Cats’ album does a great job of reflecting the mystery of the world when we fall asleep, like on the song “Hi Speed Dub,” as its fuzzed out spinet, ghostly voices, and other things that might go bump in the night are skewed just enough to place them out of everyday reality. Throughout the album, numerous little riffs and bits emerge and recede through the hazy textures, like on “Wonder Naps” and “2 Mics.” The highlight of the album is “Ballad Northwestern,” with its impossible-to-resist wordless vocals, slightly-distressed synths and addictive, yet not overpowering beat. Near the end, with the appropriately titled “New Day” and “Big World,” we start to hear the dawn, and the start of things anew.
The sounds of Sleep Tapes might remind some of old RJD2 or local sonic wizard Dosh. At points, though, the album starts to get repetitive, with similar grooves coming one after the other, while other times, Cats tries to fit in too many elements of his greatly varied sonic palette into a single song.

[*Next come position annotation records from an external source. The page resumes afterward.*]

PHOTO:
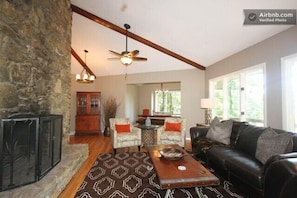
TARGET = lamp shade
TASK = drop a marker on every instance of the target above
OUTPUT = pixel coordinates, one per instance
(207, 103)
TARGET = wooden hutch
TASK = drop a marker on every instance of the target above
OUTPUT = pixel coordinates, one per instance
(88, 106)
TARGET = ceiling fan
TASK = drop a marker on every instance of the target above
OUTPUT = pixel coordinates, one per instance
(127, 57)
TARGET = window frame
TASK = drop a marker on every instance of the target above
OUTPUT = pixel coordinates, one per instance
(241, 75)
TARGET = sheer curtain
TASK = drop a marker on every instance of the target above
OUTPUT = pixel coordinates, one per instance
(289, 92)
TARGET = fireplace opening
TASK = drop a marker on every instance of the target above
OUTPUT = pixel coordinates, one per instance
(30, 147)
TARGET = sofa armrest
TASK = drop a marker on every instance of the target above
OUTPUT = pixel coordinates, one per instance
(281, 179)
(196, 132)
(278, 157)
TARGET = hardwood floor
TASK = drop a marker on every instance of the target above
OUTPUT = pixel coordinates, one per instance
(97, 144)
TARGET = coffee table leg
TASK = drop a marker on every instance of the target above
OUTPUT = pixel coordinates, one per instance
(167, 193)
(198, 193)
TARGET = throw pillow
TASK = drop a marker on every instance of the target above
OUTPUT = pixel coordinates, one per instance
(270, 143)
(171, 126)
(220, 132)
(122, 128)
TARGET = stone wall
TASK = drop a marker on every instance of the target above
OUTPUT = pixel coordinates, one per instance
(35, 72)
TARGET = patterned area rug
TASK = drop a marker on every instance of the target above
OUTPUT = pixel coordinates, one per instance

Yet the album is full of head-nodding grooves, maybe even some to fall asleep to. Just make sure not to sleep on Big Cats.
Spencer, who performed many of the instruments on the record, will be joined by three instrumentalist friends to recreate much of Sleep Tapes at the Dinkytowner this Thursday night, as part of “Last of the Record Buyers” series. Show starts at 9pm and the price of $3 will surely be worth your while.